I quickly tried using tape the other day but found when you put enough on to fill the gap, you couldn't actually slide the sections together past a couple of inches and by the time you removed enough to allow said, you were back to quite a gap again. ;-(
I still think a small band of fibreglass at the key points could be a workable solution but I had another more mechanical solution / thought.
What if instead of the M10 bolts that currently located the adjustment by going though both inner and outer sections (and in some instances, also hold other brackets in place), what if I drilled though one side of both tubes say 20mm (the outer is 50 x 50 box, the inner smaller obviously) and turned up some suitably long x 20mm OD, 10mm ID spacer tubes that could be fitted though said 20mm holes and then stop up against the inside of the opposite inner, when nipping them up it would now pull the 'inner' section hard up against the inside of the outer section, whilst the interference fit of the spacer would also keep the other two tubes aligned on the opposite side?

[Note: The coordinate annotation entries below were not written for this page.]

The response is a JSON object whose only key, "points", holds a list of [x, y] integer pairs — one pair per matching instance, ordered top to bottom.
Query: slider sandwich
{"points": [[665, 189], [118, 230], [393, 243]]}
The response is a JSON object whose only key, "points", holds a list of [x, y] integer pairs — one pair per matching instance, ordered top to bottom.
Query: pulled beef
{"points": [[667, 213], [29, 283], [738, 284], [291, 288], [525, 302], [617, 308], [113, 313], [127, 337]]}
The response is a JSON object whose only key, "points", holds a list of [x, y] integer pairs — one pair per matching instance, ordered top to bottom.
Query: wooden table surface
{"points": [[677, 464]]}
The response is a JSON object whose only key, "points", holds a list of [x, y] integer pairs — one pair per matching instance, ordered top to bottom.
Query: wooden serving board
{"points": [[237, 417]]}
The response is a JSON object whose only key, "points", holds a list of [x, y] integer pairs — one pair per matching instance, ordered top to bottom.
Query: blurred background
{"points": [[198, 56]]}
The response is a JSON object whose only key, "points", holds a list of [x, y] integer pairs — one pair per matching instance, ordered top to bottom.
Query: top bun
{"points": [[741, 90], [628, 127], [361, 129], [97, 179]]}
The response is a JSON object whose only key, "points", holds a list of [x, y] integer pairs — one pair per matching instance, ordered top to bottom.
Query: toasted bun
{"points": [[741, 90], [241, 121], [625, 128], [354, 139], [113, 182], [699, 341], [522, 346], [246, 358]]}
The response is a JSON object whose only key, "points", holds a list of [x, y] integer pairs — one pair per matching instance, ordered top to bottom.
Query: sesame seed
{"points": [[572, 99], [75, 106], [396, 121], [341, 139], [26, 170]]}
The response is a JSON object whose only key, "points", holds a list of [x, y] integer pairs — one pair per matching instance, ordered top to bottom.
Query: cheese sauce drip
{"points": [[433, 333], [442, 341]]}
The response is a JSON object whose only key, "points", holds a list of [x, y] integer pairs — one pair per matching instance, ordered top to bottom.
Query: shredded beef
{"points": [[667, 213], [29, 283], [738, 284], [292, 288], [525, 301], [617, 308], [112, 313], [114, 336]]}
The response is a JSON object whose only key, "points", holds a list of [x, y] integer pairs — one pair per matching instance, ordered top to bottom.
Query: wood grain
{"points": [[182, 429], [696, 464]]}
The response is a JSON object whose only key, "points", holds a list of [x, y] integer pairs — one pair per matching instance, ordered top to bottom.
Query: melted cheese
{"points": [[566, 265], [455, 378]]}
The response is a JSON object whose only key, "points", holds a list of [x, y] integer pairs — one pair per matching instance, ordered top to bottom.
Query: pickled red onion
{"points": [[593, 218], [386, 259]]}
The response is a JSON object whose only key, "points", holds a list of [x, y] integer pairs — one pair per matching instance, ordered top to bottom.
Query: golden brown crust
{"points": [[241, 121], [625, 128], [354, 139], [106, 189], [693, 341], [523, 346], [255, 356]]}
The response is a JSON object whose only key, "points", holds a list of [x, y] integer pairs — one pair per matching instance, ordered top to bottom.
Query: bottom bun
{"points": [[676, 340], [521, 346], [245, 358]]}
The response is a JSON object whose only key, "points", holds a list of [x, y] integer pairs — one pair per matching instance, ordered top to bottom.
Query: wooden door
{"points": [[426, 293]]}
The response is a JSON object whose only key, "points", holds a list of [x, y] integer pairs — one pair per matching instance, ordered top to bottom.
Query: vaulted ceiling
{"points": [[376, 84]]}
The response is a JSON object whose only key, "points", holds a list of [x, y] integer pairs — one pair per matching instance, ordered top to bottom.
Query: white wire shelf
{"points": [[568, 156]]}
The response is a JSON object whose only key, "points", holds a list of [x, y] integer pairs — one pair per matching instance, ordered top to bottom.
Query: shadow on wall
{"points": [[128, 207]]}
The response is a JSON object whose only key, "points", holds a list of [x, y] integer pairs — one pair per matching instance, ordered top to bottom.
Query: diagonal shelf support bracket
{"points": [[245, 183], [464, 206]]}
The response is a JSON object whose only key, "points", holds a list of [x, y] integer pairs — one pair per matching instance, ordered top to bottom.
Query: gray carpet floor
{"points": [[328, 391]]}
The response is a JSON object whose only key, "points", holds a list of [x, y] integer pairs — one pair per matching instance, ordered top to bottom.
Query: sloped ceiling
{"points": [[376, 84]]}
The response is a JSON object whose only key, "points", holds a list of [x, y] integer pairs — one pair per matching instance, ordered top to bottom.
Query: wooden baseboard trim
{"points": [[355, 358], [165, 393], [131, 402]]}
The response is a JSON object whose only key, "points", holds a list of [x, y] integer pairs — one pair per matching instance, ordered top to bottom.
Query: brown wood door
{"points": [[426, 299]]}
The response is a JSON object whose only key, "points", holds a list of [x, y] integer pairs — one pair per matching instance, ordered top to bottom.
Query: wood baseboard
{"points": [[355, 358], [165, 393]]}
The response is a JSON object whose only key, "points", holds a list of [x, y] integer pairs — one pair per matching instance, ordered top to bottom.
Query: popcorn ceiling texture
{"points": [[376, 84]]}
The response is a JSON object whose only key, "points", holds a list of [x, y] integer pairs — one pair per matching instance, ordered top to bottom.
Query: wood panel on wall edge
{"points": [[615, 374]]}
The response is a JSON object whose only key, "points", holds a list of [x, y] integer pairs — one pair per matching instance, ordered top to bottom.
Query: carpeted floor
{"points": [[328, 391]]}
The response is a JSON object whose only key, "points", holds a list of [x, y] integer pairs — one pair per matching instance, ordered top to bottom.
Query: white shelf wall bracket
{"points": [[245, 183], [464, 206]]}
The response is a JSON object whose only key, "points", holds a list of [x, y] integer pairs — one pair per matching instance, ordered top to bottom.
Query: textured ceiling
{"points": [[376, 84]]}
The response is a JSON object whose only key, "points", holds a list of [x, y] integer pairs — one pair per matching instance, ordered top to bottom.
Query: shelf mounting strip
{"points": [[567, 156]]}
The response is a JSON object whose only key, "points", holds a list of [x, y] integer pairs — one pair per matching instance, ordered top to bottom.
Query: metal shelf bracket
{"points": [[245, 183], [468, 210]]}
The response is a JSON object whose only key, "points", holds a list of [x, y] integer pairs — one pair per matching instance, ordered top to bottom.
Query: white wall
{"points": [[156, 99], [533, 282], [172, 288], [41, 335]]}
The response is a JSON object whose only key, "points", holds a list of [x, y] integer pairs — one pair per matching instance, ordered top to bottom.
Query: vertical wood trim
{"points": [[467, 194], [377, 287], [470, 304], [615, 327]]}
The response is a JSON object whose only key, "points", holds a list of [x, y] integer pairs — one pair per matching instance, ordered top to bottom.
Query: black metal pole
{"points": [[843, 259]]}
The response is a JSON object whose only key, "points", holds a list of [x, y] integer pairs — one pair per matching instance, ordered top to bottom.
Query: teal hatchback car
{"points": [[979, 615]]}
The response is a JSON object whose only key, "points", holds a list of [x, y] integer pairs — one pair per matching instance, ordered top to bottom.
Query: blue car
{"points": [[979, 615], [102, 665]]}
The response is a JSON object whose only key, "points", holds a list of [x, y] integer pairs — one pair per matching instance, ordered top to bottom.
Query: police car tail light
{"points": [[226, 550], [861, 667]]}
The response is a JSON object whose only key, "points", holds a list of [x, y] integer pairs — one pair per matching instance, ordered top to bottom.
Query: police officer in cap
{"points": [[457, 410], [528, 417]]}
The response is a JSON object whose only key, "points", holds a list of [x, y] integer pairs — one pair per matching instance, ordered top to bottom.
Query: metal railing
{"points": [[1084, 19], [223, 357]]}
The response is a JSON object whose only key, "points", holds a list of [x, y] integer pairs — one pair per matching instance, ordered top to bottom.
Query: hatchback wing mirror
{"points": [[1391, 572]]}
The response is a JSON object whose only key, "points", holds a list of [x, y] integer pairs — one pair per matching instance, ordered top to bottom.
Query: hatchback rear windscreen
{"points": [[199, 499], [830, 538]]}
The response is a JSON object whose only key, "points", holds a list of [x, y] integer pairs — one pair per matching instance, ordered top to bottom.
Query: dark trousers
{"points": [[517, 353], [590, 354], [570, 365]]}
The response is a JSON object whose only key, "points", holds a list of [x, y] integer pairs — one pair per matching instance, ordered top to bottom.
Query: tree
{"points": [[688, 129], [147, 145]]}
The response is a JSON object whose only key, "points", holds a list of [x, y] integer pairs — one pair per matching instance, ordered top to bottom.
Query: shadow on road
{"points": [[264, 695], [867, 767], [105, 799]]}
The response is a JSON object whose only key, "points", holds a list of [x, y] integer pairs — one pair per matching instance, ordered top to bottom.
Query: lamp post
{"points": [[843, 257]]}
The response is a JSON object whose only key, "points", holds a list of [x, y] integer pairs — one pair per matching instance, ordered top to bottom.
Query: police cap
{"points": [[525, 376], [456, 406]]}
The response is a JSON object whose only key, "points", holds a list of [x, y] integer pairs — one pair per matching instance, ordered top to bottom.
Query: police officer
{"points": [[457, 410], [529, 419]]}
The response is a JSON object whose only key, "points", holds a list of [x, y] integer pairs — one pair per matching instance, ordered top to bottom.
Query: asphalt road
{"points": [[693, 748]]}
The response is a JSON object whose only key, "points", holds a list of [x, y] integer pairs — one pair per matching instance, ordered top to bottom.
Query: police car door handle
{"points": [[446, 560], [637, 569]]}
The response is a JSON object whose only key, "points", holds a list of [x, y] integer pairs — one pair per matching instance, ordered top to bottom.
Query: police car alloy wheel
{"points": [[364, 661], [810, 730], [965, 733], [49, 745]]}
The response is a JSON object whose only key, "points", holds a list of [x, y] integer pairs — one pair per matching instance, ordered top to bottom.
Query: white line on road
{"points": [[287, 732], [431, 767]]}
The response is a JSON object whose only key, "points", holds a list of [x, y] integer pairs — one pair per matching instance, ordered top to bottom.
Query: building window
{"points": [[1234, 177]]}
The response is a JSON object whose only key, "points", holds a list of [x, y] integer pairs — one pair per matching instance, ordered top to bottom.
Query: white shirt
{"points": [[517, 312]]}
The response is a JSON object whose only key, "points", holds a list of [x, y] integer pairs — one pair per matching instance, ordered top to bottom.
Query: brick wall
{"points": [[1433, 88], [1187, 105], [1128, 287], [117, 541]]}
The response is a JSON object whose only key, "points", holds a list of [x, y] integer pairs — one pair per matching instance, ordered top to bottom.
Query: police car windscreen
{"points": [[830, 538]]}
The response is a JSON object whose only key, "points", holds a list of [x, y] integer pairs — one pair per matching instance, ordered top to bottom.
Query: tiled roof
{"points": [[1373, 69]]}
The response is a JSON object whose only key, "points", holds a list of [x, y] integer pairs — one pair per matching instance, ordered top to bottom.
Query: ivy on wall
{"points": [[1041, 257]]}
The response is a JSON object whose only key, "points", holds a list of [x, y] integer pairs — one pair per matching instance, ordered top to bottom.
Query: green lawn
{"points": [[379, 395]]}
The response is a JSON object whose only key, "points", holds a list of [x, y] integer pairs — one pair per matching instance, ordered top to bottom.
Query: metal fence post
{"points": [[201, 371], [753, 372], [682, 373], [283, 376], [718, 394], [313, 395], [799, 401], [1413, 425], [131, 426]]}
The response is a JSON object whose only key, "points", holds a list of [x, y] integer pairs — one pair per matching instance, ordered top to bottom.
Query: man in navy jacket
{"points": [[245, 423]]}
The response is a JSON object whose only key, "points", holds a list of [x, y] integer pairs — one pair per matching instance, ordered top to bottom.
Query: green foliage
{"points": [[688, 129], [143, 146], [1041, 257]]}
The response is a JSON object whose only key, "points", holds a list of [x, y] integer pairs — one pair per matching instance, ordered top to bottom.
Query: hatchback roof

This is the same process I've used many times when fitting towbars to cars where the only fastening was to the bottom of a hollow box section and they provide suitable spacers in the kit to avoid you crushing the box (drill bolt hole right though, open top one up, drop spacer into hole etc).
In the case of this trailer, you could actually run it with all the nuts and bolts finger tight as the insertion of one tube into the other seems to be sufficient to provide the strength (and in the case of the axle halves, the turning resistance) so my only real 'concern', is the opening up of the holes on one side from M10 to M20 (say) ?
I understand the stresses are at their least in the middle of the box sections (especially when the holes go though horizontally and most of the loads are vertical) but what does the panel think?
My goals here are to retain the ease of adjustment / takedown (you can then carry it in an estate car / MPV or even on a roofrack / boot) but to remove any of the clanking, especially when the trailer is lightly loaded.
Cheers, T i m
 The spacer and suitable washer could stay on the bolt, effectively forming a bolt with a bigger shoulder.